In 1990, Mr. Rove recruited a little-known West Texas legislator named Rick Perry to challenge Agriculture Commissioner Jim Hightower. Stories leaked to newspapers questioned ethical practices within Mr. Hightower's agency, prompting an FBI investigation.
Two Agriculture Department officials went to prison, and Mr. Hightower, who was not charged with wrongdoing, lost the election.
Four years later, when Mr. Rove directed Mr. Bush's first run for governor, a whisper campaign in East Texas targeted incumbent Ann Richards' appointment of gays in her administration. Mr. Rove said he was not involved, but analysts said the incident damaged Ms. Richards' re-election chances.
And in the 2000 presidential race, Mr. Bush faced a serious challenge in the Republican primary from Sen. John McCain. Bush allies questioned whether years as a prisoner of war in Vietnam had left Mr. McCain temperamentally ill-suited for the presidency.
Mr. Rove said he played no role in the attack on Mr. McCain. He also denied involvement in last year's successful attack by an independent group, Swift Boat Veterans for Truth, on Democrat John Kerry's service in Vietnam.
Much of the early money bankrolling the Swift Boat Veterans, though, came from a Houston homebuilder whom Mr. Rove recruited two decades ago to help bankroll the emerging Texas GOP.
The Kerry campaign was quick to see a pattern, even as Rove and Team Bush denied there was one.
"This town is built on myths," Mr. Rove told Fox News. "And I've become a convenient myth."
Perhaps the closest parallel to the current controversy over the outing of the CIA official occurred more than a decade ago.
In that political dustup, a newspaper columnist wrote a damaging piece in 1992 about Rove political rivals within the Texas Republican Party. Although Mr. Rove denied that he was the leaker, Republican leaders believed he was responsible and canceled his direct-mail contract with the Texas GOP.
The columnist in that episode, as in the Valerie Plame case, was Robert Novak.
I'm neither young, nor a Republican. I'm just a member of the vast right wing conspiracy. :o)

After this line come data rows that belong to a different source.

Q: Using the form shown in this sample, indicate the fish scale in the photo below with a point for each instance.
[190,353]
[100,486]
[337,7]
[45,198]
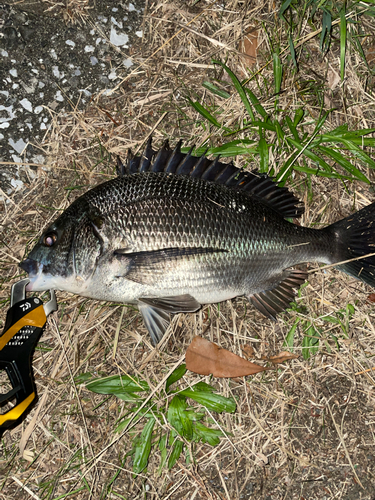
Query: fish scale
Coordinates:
[175,231]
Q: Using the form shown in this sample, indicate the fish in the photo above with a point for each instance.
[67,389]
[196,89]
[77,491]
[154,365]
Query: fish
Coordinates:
[173,231]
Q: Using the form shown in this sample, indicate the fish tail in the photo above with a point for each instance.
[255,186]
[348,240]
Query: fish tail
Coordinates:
[355,238]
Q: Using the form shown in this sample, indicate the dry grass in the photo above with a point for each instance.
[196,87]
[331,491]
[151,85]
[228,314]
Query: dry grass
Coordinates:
[305,430]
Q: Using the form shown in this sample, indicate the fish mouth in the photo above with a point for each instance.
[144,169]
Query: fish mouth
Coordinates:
[34,270]
[30,266]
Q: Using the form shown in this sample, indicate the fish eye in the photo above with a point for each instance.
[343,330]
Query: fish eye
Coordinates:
[49,239]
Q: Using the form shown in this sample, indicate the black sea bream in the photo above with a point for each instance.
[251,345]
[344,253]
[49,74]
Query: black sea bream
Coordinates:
[174,231]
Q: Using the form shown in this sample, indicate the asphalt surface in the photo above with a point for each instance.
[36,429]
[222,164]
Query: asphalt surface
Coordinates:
[48,64]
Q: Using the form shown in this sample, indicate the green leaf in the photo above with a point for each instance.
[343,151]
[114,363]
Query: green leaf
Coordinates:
[264,156]
[255,102]
[163,452]
[310,343]
[289,339]
[178,418]
[343,35]
[176,452]
[177,374]
[82,377]
[284,6]
[213,402]
[299,114]
[325,36]
[321,121]
[277,72]
[118,385]
[215,90]
[143,447]
[238,87]
[233,149]
[292,128]
[292,50]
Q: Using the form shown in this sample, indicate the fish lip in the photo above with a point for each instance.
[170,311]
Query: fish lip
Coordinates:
[31,266]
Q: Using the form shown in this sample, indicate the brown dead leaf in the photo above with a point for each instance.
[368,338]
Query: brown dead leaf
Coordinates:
[207,358]
[281,357]
[248,351]
[249,46]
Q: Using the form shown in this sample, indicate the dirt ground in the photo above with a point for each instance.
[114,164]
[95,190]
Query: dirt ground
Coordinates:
[303,430]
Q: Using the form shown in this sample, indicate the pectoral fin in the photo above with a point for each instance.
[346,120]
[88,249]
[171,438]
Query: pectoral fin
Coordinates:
[148,267]
[271,302]
[155,312]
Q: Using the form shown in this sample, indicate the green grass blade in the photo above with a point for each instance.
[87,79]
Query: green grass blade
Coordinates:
[264,156]
[238,87]
[255,102]
[292,50]
[175,454]
[321,121]
[176,375]
[292,128]
[298,115]
[284,6]
[215,90]
[143,447]
[277,72]
[176,407]
[117,385]
[325,37]
[289,339]
[343,35]
[213,402]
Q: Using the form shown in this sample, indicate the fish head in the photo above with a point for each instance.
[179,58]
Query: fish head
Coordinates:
[66,254]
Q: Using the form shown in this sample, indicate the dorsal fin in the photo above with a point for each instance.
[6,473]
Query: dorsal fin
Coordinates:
[260,186]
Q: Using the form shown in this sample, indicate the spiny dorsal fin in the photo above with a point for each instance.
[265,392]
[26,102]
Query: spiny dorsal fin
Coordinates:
[259,186]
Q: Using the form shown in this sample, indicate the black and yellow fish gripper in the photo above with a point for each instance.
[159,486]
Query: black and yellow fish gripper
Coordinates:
[24,325]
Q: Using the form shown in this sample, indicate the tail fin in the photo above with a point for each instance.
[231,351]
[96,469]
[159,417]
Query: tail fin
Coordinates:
[355,237]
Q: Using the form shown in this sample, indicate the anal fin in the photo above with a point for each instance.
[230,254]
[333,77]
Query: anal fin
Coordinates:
[271,302]
[156,311]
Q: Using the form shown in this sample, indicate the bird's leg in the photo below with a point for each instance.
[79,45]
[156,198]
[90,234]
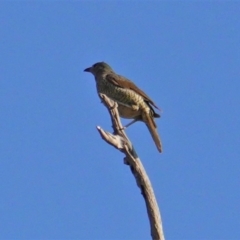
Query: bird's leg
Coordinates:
[132,122]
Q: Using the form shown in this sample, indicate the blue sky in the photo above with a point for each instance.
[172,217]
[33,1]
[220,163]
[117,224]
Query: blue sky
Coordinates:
[59,180]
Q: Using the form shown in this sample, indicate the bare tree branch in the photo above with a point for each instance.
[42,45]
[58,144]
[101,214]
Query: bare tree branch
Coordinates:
[120,141]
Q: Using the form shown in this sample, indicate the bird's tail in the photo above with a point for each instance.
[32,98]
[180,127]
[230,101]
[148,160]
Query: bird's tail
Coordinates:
[152,127]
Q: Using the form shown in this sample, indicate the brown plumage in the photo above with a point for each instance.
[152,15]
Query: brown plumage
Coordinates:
[133,103]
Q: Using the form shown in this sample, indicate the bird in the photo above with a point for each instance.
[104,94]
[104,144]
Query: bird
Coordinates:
[133,103]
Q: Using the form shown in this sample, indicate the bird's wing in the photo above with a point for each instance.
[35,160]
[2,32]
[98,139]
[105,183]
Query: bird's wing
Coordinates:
[123,82]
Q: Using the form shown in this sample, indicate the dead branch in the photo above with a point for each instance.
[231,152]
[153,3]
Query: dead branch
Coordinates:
[120,141]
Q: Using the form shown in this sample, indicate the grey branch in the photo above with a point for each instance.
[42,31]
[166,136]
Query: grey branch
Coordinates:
[120,141]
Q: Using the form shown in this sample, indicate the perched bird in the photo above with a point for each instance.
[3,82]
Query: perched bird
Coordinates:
[133,103]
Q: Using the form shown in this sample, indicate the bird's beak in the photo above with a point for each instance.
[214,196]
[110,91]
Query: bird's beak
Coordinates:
[87,70]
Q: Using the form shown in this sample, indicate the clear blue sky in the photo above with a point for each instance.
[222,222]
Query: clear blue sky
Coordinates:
[58,179]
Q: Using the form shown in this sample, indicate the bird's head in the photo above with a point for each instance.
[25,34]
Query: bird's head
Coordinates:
[99,67]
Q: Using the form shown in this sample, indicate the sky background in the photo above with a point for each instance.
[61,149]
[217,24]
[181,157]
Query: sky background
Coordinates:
[58,179]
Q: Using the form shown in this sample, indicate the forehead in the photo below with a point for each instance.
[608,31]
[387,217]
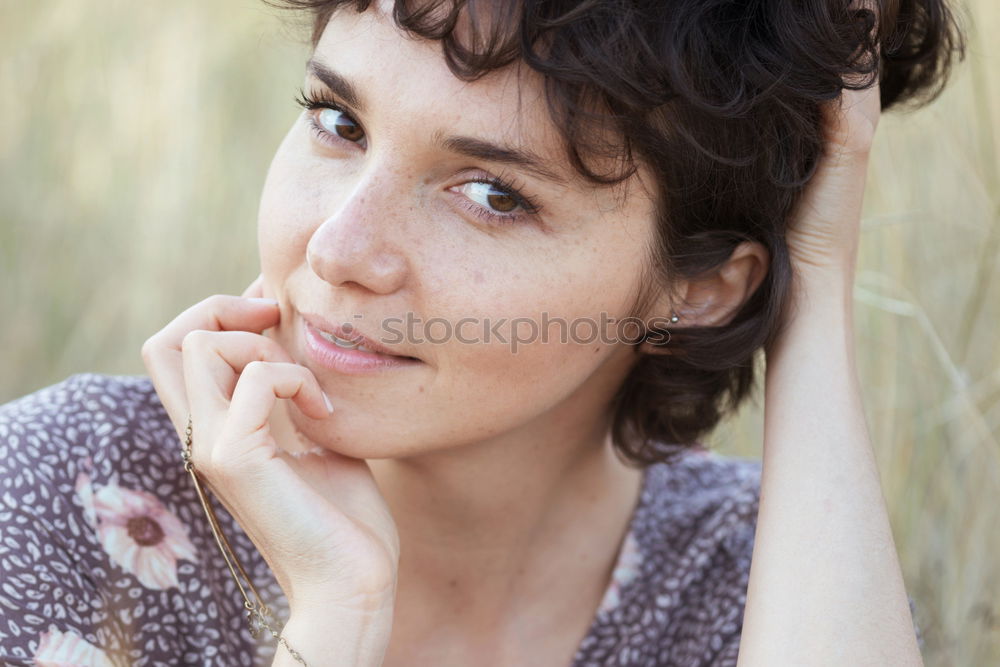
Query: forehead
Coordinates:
[395,71]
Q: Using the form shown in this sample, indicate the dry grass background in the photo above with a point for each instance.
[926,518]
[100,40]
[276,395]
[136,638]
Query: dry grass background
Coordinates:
[134,139]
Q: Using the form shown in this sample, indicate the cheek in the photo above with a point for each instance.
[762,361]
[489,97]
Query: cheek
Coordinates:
[289,206]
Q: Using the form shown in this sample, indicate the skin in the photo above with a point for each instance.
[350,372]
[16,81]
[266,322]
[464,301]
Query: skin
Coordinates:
[453,504]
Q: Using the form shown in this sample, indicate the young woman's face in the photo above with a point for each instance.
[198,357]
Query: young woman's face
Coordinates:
[383,210]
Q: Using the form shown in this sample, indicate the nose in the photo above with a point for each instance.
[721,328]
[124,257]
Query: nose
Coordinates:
[360,242]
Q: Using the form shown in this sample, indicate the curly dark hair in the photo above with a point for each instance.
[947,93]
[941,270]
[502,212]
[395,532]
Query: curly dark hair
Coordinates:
[721,100]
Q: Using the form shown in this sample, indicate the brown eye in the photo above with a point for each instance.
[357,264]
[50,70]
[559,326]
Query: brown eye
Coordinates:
[501,201]
[337,122]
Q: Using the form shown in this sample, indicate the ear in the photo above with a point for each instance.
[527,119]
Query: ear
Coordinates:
[713,298]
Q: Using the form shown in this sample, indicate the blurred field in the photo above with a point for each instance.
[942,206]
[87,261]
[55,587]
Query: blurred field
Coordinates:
[134,139]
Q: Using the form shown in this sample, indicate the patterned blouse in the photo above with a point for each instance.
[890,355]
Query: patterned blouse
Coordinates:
[107,558]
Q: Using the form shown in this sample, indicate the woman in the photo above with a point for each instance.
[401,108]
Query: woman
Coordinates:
[516,259]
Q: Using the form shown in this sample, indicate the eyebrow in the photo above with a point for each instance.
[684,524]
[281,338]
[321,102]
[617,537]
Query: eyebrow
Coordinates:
[461,145]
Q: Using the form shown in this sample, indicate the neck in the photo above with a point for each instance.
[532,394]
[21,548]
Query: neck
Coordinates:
[490,529]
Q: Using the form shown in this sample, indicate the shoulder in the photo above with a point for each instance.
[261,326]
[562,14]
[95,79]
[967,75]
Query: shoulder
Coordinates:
[683,573]
[106,552]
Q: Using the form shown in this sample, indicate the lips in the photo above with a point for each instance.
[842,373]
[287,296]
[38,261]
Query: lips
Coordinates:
[348,337]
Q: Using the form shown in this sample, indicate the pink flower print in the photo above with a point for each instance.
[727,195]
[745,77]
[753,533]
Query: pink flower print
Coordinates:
[68,649]
[137,531]
[625,571]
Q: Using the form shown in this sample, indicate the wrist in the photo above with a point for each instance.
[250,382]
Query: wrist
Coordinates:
[333,635]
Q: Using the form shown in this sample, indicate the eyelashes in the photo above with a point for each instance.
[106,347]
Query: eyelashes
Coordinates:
[503,182]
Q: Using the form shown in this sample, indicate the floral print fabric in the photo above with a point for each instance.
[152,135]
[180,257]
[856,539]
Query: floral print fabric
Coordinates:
[107,558]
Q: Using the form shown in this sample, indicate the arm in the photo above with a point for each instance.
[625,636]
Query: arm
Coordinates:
[825,584]
[343,637]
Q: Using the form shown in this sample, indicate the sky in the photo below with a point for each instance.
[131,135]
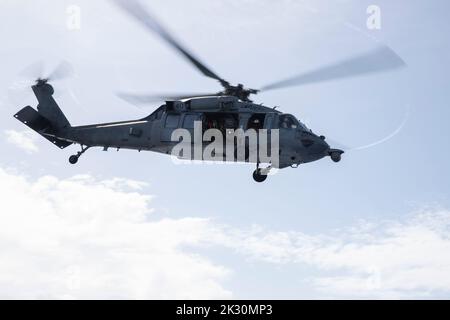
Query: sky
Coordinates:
[136,225]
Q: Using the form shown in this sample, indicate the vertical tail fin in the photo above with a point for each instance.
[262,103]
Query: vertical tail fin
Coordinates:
[48,108]
[49,121]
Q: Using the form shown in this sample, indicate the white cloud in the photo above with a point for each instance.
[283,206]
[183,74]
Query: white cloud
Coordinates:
[24,140]
[80,238]
[87,238]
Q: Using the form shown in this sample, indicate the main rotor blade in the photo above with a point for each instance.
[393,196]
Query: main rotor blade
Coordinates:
[378,60]
[139,12]
[139,99]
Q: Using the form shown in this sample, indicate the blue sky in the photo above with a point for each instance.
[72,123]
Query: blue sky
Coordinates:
[320,231]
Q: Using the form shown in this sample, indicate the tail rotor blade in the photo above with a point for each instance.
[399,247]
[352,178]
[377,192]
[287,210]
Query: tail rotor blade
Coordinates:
[62,71]
[140,99]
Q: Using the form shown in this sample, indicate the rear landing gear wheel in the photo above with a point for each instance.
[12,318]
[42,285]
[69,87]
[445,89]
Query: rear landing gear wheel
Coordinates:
[73,159]
[258,177]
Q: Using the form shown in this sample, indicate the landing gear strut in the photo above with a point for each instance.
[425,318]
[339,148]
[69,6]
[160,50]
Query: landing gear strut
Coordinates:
[336,155]
[260,175]
[73,159]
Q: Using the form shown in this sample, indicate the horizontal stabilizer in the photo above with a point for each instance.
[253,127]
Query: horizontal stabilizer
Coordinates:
[41,125]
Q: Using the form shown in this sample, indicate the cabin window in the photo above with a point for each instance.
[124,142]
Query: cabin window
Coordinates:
[287,122]
[172,121]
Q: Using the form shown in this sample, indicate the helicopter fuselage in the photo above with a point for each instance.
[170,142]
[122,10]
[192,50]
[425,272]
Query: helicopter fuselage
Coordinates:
[297,144]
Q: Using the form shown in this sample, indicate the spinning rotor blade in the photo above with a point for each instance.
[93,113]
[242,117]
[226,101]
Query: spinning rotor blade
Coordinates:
[144,99]
[62,71]
[139,12]
[378,60]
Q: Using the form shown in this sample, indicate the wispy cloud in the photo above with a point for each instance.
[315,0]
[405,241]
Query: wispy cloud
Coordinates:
[84,238]
[24,140]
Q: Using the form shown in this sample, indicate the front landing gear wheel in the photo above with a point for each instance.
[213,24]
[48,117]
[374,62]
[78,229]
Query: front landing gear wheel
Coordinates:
[258,177]
[73,159]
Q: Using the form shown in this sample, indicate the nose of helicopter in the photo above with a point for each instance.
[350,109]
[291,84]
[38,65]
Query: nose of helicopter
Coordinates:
[321,146]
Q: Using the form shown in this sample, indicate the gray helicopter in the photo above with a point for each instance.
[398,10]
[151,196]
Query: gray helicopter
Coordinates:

But my question is, wtf happened? Was there a leak?
There are always leaks. The MSM complains that the Bush WH is the most secretive administration of any President, ever, cuz it doesn't leak enough.
What did Rove do? What is the straight story?
So far, all that is known is that he talked to Cooper. The MSM was on the hunt for Cheney, because of a story Wilson was selling. Wilson claimed that Cheney's office sent him to Africa to check the story on Iraq shopping for yellowcake there. Rove told Cooper than Cheney & his office had nothing to do with it, that the order to send Wilson came from Wilson's wife. Rove got caught telling a reporter the truth.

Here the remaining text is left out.